Half a mile above Lechlade stands the Round House, two hundred and fifty feet above sea level. This Martello tower-like structure, with its poplar group reminiscent of Iffley, but much more ragged, marks the junction of the Thames, the Thames and Severn Canal, and the Colne. The Thames comes round from the southwest; and the canal is the midmost of the three, barred by lock gates. It was opened under very high auspices and with golden hopes in 1799, its bed of thirty miles having taken seven years to excavate. "The canal cutters," says Mr. Hutton,"must have been quite a colony in Lechlade; the registers for one year shew six deaths and four baptisms" amongst them. It has always, however, been more or less unsuccessful, usually more. The Great Western Railway bought it up in 1893 and forthwith closed it. A trust formed by Act of Parliament then reopened it in 1895, with an annual guarantee of six hundred pounds for thirty years from various county and district councils. But the constant repairs necessary from its long summit level in porous limestone have proved too expensive for its income, and it is still maintained at a heavy loss. The Colne, the third of the trio, rises near Shipton in Gloucestershire, and runs a course of about twenty-three miles.
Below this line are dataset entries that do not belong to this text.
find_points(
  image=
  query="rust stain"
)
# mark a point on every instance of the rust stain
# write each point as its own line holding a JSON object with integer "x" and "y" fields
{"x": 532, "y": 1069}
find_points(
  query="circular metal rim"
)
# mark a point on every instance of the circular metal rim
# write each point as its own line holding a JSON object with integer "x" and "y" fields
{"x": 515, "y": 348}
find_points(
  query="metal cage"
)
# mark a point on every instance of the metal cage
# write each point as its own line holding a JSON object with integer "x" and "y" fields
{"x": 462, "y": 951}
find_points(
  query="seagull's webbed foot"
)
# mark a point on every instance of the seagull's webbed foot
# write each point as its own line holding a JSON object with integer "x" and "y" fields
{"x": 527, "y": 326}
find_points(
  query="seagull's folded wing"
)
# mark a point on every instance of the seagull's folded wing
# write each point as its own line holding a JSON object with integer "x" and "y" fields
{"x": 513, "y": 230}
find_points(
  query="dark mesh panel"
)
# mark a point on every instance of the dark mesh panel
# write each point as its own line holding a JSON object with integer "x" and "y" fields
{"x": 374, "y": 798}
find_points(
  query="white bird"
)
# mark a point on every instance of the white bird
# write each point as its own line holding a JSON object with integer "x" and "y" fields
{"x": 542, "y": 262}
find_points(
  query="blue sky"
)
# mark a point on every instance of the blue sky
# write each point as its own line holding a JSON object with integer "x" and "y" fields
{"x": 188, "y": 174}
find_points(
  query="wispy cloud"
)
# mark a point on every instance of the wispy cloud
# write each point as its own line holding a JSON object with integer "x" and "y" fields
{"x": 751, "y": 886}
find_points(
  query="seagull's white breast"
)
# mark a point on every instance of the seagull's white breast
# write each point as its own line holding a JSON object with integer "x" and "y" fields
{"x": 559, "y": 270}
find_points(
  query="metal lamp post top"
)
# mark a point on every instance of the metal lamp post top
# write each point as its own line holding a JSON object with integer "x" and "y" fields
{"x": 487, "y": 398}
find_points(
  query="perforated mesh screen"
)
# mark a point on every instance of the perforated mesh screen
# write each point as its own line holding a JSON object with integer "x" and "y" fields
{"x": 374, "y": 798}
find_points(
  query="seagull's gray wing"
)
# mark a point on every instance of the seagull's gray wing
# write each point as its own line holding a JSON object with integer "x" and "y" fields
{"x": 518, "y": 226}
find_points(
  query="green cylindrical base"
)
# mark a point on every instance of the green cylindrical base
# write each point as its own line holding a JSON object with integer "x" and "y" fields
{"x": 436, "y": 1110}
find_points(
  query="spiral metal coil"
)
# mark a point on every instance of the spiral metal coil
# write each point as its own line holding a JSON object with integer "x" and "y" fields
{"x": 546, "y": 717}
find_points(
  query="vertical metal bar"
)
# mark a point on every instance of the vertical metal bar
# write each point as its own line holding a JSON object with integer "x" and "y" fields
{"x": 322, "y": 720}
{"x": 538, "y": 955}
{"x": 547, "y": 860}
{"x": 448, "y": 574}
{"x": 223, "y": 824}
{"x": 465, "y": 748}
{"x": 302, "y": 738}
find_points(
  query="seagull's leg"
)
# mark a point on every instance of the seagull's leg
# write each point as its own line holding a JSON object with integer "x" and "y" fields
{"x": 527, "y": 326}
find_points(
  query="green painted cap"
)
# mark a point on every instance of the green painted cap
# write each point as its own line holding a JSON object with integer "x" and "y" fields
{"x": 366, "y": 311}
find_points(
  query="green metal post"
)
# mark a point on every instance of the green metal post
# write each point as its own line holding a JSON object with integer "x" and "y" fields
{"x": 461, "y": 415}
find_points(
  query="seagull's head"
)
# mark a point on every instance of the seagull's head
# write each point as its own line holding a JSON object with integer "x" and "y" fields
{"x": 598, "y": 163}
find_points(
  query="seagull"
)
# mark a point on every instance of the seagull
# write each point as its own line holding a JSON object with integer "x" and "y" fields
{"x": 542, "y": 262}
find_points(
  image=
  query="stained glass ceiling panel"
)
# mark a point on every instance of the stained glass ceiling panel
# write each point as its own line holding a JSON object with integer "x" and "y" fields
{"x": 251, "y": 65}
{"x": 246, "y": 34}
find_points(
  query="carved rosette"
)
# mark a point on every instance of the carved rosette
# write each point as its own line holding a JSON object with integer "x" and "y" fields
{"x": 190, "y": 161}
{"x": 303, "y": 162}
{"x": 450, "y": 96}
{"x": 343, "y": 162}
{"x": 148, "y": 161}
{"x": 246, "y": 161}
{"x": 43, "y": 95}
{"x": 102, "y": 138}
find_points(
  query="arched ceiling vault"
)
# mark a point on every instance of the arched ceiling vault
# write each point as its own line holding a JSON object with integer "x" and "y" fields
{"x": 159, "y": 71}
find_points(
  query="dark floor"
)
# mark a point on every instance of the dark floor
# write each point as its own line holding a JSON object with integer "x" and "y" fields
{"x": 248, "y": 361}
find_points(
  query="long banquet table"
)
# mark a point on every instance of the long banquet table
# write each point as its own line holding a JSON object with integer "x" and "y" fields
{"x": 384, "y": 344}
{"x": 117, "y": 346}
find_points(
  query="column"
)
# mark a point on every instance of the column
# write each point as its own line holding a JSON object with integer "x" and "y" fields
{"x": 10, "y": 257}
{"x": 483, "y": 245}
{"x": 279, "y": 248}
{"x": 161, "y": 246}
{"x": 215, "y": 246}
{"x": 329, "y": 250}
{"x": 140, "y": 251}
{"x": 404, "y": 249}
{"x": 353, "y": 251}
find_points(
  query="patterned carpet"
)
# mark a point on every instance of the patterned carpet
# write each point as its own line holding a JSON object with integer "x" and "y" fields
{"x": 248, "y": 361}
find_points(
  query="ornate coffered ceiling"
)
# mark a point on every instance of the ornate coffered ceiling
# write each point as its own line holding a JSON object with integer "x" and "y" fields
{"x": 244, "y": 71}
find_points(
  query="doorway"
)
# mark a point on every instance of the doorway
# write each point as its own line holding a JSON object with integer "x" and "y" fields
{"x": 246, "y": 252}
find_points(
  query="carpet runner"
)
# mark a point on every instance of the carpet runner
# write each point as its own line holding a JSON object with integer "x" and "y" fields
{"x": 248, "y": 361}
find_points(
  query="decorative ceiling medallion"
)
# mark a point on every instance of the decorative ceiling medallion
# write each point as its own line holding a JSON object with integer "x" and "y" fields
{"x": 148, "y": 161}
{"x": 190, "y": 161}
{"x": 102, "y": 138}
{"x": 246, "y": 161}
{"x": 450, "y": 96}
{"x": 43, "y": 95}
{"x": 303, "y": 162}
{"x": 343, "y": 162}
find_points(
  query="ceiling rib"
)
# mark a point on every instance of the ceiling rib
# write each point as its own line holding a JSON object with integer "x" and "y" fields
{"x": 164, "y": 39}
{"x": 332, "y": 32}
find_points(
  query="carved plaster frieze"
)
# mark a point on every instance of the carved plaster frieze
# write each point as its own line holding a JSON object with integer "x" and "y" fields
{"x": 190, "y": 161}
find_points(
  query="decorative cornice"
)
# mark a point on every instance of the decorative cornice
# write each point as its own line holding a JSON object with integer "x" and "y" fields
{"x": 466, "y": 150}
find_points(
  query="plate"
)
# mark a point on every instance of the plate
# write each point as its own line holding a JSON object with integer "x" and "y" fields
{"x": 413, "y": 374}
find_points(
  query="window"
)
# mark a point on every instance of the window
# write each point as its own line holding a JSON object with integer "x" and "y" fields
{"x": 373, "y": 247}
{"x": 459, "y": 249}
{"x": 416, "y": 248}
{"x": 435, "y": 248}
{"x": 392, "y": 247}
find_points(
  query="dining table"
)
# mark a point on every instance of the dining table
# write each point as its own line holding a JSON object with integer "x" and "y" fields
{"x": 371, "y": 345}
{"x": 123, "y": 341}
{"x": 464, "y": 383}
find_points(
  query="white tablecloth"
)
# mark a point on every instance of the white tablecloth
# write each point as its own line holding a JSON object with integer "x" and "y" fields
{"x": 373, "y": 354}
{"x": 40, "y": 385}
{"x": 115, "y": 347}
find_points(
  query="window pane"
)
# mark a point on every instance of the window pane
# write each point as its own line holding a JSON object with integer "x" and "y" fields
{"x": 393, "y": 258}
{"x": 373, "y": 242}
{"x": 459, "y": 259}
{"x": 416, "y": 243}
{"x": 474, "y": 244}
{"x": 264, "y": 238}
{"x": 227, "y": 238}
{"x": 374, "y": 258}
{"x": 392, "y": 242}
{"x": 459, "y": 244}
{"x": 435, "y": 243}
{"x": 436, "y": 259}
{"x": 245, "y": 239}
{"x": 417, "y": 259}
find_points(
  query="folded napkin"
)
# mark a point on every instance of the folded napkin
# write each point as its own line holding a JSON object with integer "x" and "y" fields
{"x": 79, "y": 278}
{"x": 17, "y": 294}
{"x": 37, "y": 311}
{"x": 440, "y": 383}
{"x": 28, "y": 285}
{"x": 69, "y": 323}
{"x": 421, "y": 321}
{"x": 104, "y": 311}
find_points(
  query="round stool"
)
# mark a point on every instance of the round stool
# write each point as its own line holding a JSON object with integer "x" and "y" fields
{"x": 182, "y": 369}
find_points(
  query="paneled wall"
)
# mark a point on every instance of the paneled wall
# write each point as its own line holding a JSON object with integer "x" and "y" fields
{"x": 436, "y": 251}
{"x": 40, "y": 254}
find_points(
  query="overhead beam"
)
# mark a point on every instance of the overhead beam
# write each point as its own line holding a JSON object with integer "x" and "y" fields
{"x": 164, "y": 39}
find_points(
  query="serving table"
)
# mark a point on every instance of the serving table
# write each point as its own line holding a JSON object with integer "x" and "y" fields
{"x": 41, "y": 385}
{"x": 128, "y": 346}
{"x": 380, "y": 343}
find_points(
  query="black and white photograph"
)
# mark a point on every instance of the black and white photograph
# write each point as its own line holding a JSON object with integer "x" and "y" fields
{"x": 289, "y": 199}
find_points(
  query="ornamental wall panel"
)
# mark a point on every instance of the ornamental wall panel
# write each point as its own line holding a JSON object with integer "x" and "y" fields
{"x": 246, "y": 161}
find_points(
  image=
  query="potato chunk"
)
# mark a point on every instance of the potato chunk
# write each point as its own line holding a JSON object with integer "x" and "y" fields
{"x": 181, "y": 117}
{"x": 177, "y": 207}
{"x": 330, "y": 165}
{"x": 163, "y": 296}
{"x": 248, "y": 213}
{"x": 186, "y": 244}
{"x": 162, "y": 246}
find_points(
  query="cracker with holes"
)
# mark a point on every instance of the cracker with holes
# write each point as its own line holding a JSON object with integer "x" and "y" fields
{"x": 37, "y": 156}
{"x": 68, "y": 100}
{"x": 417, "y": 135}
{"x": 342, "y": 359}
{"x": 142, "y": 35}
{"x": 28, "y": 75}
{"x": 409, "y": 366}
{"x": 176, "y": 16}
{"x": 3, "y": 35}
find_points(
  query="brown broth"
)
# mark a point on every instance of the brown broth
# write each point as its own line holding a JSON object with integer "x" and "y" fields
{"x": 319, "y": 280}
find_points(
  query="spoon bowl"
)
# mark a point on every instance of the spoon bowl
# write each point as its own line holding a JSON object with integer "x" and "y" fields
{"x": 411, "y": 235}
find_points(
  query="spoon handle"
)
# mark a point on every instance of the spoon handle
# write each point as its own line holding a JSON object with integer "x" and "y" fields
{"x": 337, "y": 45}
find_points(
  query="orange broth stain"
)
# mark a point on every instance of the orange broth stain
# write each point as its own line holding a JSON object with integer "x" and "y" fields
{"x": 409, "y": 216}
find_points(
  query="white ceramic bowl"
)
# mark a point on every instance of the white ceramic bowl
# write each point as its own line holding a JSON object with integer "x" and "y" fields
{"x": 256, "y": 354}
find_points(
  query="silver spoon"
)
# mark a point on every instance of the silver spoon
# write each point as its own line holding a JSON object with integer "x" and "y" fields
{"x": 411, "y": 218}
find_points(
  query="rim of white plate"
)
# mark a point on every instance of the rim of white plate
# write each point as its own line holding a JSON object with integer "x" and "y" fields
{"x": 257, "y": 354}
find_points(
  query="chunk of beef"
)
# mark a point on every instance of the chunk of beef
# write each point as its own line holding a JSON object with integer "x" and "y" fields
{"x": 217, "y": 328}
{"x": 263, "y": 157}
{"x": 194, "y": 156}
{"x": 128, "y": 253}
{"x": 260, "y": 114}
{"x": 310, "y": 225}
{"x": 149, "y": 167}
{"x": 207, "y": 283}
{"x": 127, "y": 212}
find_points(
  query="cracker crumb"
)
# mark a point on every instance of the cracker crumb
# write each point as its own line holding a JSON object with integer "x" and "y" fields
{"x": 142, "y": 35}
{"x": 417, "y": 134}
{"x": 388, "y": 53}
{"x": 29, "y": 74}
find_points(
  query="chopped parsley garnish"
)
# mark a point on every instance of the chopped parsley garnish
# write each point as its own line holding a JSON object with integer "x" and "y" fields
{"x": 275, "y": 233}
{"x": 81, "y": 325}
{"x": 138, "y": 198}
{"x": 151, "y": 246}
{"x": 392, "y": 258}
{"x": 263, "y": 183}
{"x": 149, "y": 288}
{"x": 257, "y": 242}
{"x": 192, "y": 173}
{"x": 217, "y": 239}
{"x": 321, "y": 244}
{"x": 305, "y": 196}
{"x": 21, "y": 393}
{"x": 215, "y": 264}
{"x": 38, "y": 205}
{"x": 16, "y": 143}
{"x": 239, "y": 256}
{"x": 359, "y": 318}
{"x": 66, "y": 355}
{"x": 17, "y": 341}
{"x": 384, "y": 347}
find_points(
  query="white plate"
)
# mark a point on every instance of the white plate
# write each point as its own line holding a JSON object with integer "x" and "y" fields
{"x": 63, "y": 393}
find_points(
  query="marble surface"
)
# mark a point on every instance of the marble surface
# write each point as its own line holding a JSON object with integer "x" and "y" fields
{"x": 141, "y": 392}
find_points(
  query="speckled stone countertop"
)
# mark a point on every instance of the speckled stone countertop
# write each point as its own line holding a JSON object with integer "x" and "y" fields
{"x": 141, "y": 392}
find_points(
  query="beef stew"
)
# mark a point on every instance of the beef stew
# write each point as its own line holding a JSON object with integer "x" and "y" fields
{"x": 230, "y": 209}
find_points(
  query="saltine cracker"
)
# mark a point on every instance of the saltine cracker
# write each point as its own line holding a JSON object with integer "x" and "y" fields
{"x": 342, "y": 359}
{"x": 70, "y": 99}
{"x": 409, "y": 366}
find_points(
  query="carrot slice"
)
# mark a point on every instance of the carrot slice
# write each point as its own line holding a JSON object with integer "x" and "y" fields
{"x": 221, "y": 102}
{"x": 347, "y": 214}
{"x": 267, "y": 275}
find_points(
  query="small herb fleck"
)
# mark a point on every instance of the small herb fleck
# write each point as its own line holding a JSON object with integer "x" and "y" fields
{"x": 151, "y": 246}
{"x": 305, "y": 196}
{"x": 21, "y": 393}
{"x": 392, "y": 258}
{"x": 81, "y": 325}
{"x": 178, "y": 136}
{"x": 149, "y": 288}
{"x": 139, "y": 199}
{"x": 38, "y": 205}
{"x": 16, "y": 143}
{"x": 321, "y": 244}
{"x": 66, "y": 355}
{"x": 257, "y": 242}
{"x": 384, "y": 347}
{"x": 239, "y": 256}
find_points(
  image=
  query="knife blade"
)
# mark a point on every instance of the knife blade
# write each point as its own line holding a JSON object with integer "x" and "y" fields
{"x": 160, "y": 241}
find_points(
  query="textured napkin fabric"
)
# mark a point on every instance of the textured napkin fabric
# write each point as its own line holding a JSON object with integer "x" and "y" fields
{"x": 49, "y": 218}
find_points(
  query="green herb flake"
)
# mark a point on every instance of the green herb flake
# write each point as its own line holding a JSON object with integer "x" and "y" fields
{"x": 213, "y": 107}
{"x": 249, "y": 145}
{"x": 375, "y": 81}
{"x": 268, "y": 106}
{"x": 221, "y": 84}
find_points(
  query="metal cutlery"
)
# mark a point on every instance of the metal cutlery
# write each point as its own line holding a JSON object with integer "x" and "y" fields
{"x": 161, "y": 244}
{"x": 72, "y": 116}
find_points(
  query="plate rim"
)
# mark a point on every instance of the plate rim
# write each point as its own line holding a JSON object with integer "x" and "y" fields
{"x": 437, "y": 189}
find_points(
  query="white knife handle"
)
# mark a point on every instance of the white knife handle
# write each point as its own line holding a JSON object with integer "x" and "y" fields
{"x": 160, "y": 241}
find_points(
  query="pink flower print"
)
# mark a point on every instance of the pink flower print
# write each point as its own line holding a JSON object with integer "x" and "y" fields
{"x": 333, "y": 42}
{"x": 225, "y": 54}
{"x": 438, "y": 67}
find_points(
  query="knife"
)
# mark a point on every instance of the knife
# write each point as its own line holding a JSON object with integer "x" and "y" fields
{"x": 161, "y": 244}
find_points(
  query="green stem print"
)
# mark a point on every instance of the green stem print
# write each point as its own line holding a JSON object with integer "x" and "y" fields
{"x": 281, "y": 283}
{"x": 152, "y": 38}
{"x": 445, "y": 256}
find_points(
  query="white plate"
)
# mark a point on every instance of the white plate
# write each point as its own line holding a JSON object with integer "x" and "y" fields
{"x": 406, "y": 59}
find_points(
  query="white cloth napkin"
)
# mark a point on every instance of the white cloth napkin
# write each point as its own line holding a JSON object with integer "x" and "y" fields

Inglesham church is quite close above, on the right bank. William Morris was enthusiastic about it: "a lovely little building," he thought; "like Kelmscot for size and style, but handsomer and with more old things left in it. " It is a tiny place, only forty-nine feet by thirty-six, and sadly needs repair; though not "restoration"; looking as though it had never been touched since the end of the twelfth century, when it was built and given by John to his favourite abbey at Beaulieu.

An archaic bas-relief of the Blessed Virgin and Child is built into the outer south wall, with a Hand pointing downwards to Him, as in a fragment at Latton by Cricklade; the whole surmounted with MARIA. They say it was once in the priory chapel by St. John's Bridge. In the churchyard is a fine cross fifteen feet high, unusually perfect.

[ Fred, in Additions and Corrections, adds: There exists in the North Meadow in Inglesham a piece of land of about an acre, which between the twenty-fifth of March and the twelfth of August in every year reverts to the parish officers. The origin of this peculiar tenure is unknown, but the churchwardens have, from time immemorial, let the right to the grass between these dates. ]

A very little way upstream the River is often, as I have just said, impracticable for anything heavier than a canoe travelling very light and easy to float over the shallows, which are frequent and shew in places but an inch or two of water rippling over the white chalk pebbles for fifty yards together. And there are stretches of clotted reed that sullenly clog the whole width of the course for a quarter of a mile at a time. These scours recall what must often have been the state of the River even far lower in olden days. Dr. Plot wrote: "In dry times barges do sometimes lie aground three weeks or a month or more, as we have had sad experience in past summers. " "Flashing" was often resorted to as a relief to navigation. Stanches were placed above the shallows to dam the River, and when suddenly removed the barges were floated down by the sudden rush of water. These were the old "locks," or "whirlpools," of which I wrote at Osney.

The River Cole enters the Thames by its smaller outlet on the right bank two or three meadows above Inglesham; its larger mouth is a few yards above St. John's lock. About a quarter of a mile higher on the right bank is the boundary between Berkshire and Wiltshire. How solitary the waterside and all the surroundings are along here. Between Inglesham and Kempsford scarcely a farm to be seen, and never a village; for geological reasons, perhaps; the soil between being mostly clay and alluvial. Would this reason apply also to those long thirty miles of solitude below Lechlade?